The Department now has clear authority to assert nexus with intangible holding companies for periods going back to 1996. (The Department first published guidance in which it took an economic nexus position with respect to an intangible holding company in July 1996. As a consequence, the Department is unlikely to assert nexus with holding companies for periods before 1996.)
Prior to the Geoffrey decision, the Department’s principal approach for attacking intangible holding company arrangements for years before 2002 was to disallow operating company deductions for royalty payments to holding companies under a “sham transaction” theory. For periods beginning in 2002, Massachusetts has had a statutory add-back provision in effect. This add-back provision generally prevents an operating company doing business in Massachusetts from claiming a deduction for royalties paid to an affiliated intangible holding company.

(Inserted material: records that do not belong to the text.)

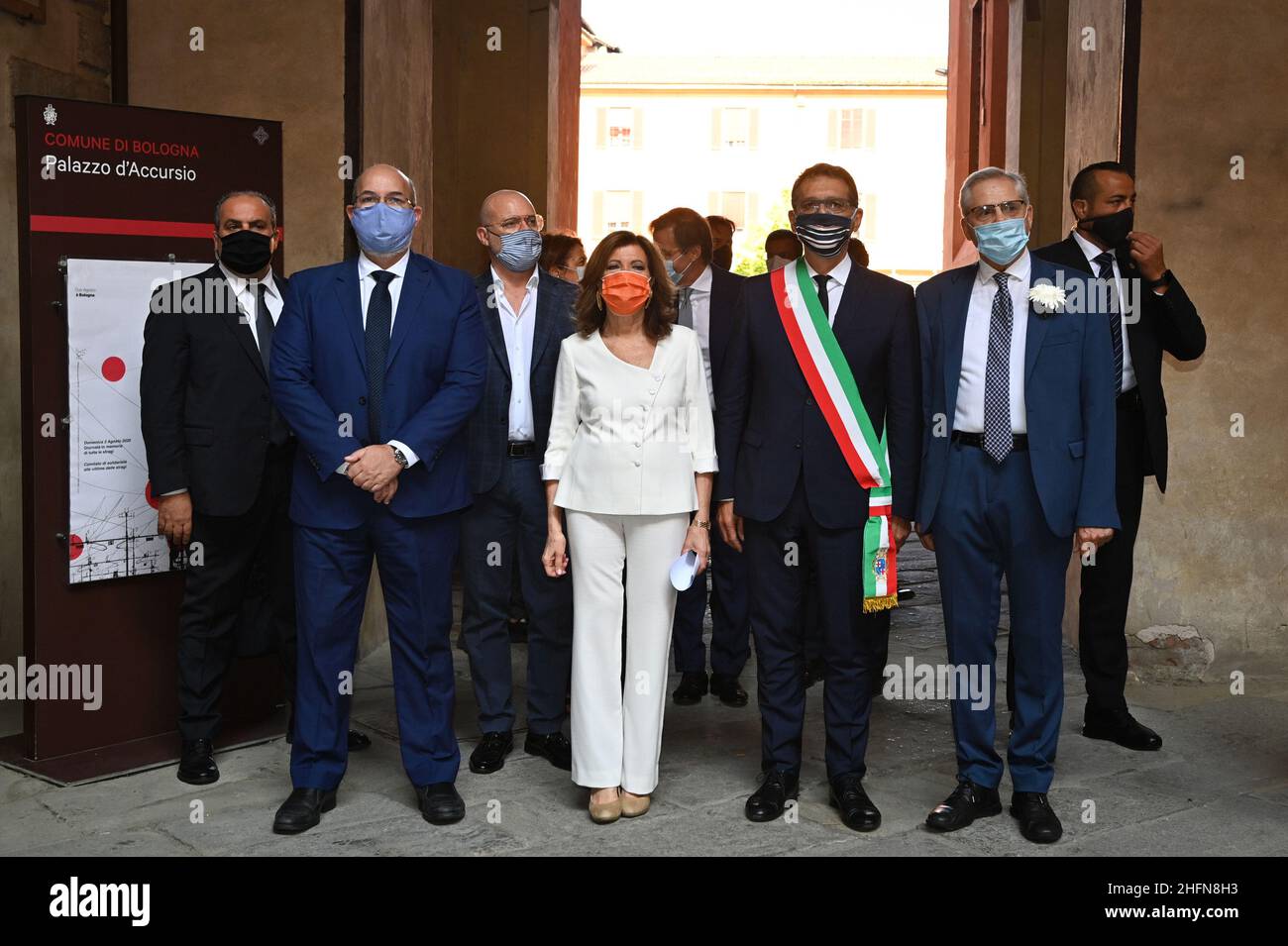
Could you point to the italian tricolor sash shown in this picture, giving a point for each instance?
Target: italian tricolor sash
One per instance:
(837, 395)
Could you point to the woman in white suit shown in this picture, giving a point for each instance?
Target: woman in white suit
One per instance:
(629, 472)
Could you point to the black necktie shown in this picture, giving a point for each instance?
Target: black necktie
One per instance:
(380, 315)
(820, 280)
(277, 429)
(1106, 262)
(999, 441)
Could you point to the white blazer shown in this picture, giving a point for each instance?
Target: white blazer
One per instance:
(627, 441)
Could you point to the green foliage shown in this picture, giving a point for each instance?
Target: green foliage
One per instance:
(748, 259)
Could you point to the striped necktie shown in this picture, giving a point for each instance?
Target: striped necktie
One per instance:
(1106, 264)
(380, 315)
(997, 374)
(687, 306)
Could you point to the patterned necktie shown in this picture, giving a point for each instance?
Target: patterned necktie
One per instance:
(687, 306)
(277, 429)
(820, 280)
(997, 374)
(1106, 263)
(380, 315)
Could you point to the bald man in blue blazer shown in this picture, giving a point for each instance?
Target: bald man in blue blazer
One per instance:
(377, 365)
(1018, 469)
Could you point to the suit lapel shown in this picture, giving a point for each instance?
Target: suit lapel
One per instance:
(956, 308)
(1037, 326)
(545, 327)
(351, 306)
(490, 319)
(237, 322)
(416, 280)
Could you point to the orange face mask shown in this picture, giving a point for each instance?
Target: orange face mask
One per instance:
(626, 291)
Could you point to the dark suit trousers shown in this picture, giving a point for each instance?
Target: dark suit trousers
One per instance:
(240, 555)
(501, 533)
(730, 633)
(777, 584)
(991, 524)
(1107, 584)
(333, 569)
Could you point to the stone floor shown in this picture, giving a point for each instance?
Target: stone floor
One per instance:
(1219, 787)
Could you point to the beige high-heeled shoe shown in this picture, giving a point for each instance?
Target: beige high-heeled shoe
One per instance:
(605, 812)
(632, 806)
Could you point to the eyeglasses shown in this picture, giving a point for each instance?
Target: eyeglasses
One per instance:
(513, 224)
(368, 201)
(1006, 210)
(832, 205)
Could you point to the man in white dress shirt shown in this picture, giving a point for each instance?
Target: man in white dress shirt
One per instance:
(707, 302)
(526, 314)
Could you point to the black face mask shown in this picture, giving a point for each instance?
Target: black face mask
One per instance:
(1112, 229)
(245, 252)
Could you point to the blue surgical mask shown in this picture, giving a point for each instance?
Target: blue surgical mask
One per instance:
(381, 229)
(519, 250)
(1001, 241)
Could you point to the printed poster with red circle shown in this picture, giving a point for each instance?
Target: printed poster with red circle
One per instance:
(114, 519)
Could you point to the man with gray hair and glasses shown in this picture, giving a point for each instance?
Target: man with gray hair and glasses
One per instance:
(1018, 469)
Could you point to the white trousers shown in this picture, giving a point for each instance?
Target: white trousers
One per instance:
(616, 729)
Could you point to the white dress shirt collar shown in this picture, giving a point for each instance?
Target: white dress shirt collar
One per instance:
(1020, 269)
(1091, 252)
(703, 282)
(366, 266)
(840, 271)
(240, 283)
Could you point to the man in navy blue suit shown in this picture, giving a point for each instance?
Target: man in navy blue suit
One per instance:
(789, 489)
(377, 365)
(1018, 465)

In light of the Geoffrey decision, the Department is likely to begin issuing assessments against intangible holding companies for periods before 2002. Companies that had previously determined that they were “in the clear” in Massachusetts for periods before 2002 because the statute of limitations for those periods was closed, will now need to revisit that determination. Companies in this situation should consider coming forward under a voluntary disclosure agreement to limit their exposure as a result of Geoffrey. For a company still facing an ongoing audit or appeal in which the Department has taken a “sham transaction” approach, the Geoffrey decision is an unwelcome development. The Geoffrey decision will likely cause the Department to take a much harder line in settling these types of appeals. This hard line is likely to become even harder once Geoffrey has exhausted its appeal rights. For companies in this situation, this may be an opportune time to reach out to the Department to negotiate a settlement that would minimize the liability.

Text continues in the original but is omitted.